BEIJING, Nov. 3 -- With intensive top-level visits to enhance intra-regional cooperation and communication, China is effectively making its ties with neighbors closer, further bolstering its appeal.
Deeply rooted in its culture, good-neighborliness has been China's longtime political tradition, which the current government incorporates in its diplomacy.
Aided by the frequent reciprocal visits among leaders, China and its neighbors jointly consolidate the social and public opinion foundations for long-term development of their ties, through strengthened public and grass-root diplomacy, as well as people-to-people exchanges.
In a diplomatic work conference held on Oct. 24-25 in Beijing, President Xi Jinping described the principles of China's neighbor diplomacy as amity, sincerity, mutual benefit and inclusiveness, which guides China as it makes more friends in an amicable neighborhood.
Many stories spoke of mutual help in the region.
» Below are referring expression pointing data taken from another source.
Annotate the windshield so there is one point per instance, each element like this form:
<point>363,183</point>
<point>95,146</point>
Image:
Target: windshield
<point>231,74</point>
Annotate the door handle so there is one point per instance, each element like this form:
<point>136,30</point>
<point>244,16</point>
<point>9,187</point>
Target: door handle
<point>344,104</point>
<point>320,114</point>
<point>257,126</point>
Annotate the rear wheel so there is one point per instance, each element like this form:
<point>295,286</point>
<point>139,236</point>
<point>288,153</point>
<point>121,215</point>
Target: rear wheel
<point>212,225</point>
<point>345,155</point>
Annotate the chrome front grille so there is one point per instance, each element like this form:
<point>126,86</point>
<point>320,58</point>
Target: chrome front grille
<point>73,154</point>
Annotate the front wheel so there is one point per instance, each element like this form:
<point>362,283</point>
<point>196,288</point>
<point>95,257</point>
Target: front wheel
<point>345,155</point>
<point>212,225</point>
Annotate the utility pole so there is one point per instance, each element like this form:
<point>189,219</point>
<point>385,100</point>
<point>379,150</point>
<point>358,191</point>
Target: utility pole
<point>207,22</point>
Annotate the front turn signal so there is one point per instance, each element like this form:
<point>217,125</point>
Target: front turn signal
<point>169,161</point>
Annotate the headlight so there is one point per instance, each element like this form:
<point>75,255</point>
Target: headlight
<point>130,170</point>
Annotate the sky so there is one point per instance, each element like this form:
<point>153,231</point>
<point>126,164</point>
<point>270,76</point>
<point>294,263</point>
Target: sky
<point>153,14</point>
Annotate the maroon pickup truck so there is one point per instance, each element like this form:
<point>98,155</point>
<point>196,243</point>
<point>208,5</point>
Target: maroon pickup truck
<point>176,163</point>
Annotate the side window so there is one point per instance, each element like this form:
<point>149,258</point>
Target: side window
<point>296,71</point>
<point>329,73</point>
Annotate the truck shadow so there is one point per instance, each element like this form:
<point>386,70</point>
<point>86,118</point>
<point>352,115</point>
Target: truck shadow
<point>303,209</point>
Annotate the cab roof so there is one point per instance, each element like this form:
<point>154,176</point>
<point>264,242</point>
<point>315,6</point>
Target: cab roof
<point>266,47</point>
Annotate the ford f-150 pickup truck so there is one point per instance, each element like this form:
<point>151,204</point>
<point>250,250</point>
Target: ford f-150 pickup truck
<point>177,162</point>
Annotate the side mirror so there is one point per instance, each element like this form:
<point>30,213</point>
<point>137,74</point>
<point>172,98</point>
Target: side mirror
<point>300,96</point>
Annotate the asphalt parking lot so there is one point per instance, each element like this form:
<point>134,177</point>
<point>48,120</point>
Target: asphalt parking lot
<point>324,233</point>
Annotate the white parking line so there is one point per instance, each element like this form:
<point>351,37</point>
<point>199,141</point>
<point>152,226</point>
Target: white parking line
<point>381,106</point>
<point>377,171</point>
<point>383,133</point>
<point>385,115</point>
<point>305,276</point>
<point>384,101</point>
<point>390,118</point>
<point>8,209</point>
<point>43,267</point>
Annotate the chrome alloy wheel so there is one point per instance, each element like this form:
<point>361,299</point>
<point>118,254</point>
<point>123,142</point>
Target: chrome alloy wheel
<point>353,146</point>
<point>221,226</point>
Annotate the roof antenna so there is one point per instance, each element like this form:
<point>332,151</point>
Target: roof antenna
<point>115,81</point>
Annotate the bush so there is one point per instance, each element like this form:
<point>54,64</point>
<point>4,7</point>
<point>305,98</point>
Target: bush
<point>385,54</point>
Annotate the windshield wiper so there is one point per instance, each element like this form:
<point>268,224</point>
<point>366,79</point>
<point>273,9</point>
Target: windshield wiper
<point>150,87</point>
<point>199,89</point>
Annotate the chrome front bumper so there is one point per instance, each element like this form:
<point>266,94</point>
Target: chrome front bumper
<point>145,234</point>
For example, during the 1997 Southeast Asia financial crisis, China kept the value of the RMB yuan, helping countries in the Association of Southeast Asian Nations (ASEAN) to weather the turmoil.
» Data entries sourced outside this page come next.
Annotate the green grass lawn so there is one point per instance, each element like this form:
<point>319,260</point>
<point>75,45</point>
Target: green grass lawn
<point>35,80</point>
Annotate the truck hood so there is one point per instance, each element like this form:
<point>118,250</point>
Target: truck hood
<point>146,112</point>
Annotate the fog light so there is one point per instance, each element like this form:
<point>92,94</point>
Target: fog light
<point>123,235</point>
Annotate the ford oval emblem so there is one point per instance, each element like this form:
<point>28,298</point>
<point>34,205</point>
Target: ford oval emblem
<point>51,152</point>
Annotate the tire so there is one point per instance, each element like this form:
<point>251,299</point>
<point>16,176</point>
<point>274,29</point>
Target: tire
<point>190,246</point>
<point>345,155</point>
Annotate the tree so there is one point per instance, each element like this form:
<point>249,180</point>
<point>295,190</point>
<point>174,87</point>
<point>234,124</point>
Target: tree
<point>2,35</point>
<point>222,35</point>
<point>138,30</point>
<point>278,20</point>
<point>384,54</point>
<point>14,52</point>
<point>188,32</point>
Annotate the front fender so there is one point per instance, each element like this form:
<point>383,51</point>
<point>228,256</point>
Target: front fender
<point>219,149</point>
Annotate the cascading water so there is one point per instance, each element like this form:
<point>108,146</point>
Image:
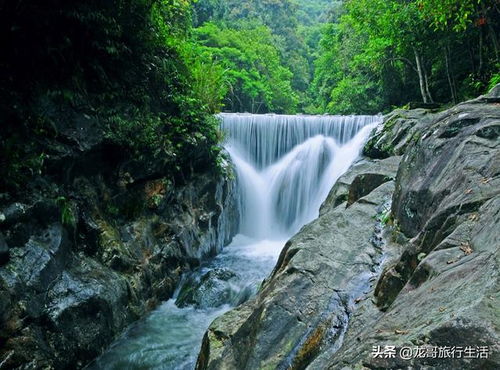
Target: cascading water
<point>285,166</point>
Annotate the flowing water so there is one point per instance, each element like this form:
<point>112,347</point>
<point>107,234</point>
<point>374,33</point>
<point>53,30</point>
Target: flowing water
<point>285,167</point>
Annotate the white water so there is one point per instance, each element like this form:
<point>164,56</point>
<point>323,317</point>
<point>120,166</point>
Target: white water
<point>285,167</point>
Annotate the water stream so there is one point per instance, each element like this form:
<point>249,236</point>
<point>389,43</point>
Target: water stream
<point>285,167</point>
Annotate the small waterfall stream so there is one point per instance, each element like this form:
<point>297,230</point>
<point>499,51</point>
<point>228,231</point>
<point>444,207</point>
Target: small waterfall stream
<point>285,166</point>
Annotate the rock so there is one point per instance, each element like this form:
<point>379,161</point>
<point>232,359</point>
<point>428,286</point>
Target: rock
<point>67,292</point>
<point>362,173</point>
<point>428,278</point>
<point>213,289</point>
<point>442,289</point>
<point>14,213</point>
<point>307,300</point>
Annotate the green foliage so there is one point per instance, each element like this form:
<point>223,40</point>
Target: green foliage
<point>125,63</point>
<point>392,52</point>
<point>67,214</point>
<point>254,77</point>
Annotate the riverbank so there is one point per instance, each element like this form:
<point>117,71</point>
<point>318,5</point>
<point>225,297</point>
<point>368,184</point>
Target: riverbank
<point>422,272</point>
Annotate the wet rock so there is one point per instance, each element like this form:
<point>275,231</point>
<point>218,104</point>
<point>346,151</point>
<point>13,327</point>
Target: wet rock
<point>67,291</point>
<point>13,213</point>
<point>213,289</point>
<point>360,180</point>
<point>437,285</point>
<point>400,128</point>
<point>443,288</point>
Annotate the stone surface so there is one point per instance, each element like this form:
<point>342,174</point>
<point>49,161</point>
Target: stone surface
<point>96,245</point>
<point>307,300</point>
<point>425,274</point>
<point>213,289</point>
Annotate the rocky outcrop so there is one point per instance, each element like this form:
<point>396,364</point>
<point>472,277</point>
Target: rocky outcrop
<point>406,261</point>
<point>94,244</point>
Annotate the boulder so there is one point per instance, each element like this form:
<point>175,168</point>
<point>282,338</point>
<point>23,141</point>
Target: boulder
<point>213,289</point>
<point>4,250</point>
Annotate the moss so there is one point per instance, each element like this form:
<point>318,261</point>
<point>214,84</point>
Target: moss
<point>310,348</point>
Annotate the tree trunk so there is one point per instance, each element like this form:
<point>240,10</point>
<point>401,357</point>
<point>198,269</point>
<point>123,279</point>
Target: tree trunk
<point>421,77</point>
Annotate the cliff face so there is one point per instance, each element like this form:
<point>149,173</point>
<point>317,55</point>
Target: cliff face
<point>404,253</point>
<point>95,243</point>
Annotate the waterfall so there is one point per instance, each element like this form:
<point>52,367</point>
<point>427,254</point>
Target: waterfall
<point>286,165</point>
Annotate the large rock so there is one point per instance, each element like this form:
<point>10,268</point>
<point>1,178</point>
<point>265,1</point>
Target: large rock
<point>426,278</point>
<point>307,301</point>
<point>212,289</point>
<point>77,269</point>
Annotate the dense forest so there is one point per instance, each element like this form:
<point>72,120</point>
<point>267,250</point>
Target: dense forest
<point>151,73</point>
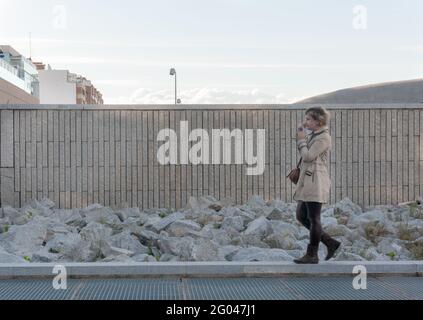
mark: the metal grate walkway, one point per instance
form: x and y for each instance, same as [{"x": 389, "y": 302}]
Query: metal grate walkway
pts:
[{"x": 280, "y": 288}]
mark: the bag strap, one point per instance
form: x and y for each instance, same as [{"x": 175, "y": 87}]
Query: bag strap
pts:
[{"x": 299, "y": 162}]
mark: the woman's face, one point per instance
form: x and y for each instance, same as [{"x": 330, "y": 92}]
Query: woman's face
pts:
[{"x": 311, "y": 124}]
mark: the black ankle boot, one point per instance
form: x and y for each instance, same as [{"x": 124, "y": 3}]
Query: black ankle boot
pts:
[
  {"x": 310, "y": 257},
  {"x": 332, "y": 245}
]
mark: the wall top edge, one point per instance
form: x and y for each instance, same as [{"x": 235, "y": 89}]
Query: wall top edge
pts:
[{"x": 211, "y": 106}]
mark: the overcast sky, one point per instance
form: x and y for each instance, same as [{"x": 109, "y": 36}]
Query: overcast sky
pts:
[{"x": 224, "y": 51}]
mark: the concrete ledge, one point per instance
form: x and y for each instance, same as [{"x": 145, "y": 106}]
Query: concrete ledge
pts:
[
  {"x": 203, "y": 107},
  {"x": 208, "y": 269}
]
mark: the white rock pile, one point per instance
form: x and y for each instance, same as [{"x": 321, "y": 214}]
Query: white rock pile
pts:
[{"x": 206, "y": 230}]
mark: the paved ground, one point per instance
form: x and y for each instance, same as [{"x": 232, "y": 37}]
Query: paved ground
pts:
[{"x": 245, "y": 288}]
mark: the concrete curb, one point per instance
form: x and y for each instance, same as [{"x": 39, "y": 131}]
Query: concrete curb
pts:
[{"x": 209, "y": 269}]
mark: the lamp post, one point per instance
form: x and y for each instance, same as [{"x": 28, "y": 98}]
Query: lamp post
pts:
[{"x": 173, "y": 73}]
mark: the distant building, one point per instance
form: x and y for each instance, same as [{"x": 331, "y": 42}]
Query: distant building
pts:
[
  {"x": 64, "y": 87},
  {"x": 18, "y": 78}
]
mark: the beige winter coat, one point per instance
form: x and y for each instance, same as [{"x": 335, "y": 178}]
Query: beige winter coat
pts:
[{"x": 314, "y": 182}]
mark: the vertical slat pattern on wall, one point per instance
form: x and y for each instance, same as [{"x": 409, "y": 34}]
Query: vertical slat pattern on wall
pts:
[{"x": 77, "y": 157}]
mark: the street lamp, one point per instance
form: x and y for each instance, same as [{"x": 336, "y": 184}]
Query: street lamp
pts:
[{"x": 173, "y": 73}]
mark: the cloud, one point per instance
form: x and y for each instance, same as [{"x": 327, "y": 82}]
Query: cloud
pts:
[{"x": 202, "y": 96}]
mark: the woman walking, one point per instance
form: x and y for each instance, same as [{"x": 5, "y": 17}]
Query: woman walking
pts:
[{"x": 314, "y": 182}]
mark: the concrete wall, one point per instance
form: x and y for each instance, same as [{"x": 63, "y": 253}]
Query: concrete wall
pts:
[
  {"x": 80, "y": 155},
  {"x": 11, "y": 94}
]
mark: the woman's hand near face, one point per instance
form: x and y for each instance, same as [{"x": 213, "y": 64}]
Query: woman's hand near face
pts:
[{"x": 300, "y": 133}]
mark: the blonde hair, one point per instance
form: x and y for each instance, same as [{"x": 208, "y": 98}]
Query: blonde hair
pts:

With mutual support in such moments, China and ASEAN members have in recent years worked together to defeat challenges like the Indian Ocean tsunami, the Wenchuan earthquake, SARS and bird flu. The two-way ties developed in leaps and bounds, and the interconnection and interdependence between them has never been closer.
More than 1,000 commercial flights every week between the two sides, and last year saw 15 million people traveled between China and ASEAN countries, four times the amount ten years ago.
Northward, China also furthered its ties with Russia. After the 2004 hostage incident that took the lives of more than 330 people at a primary school in Beslan, Russia, the Chinese government invited traumatized children to get convalescent treatment in China.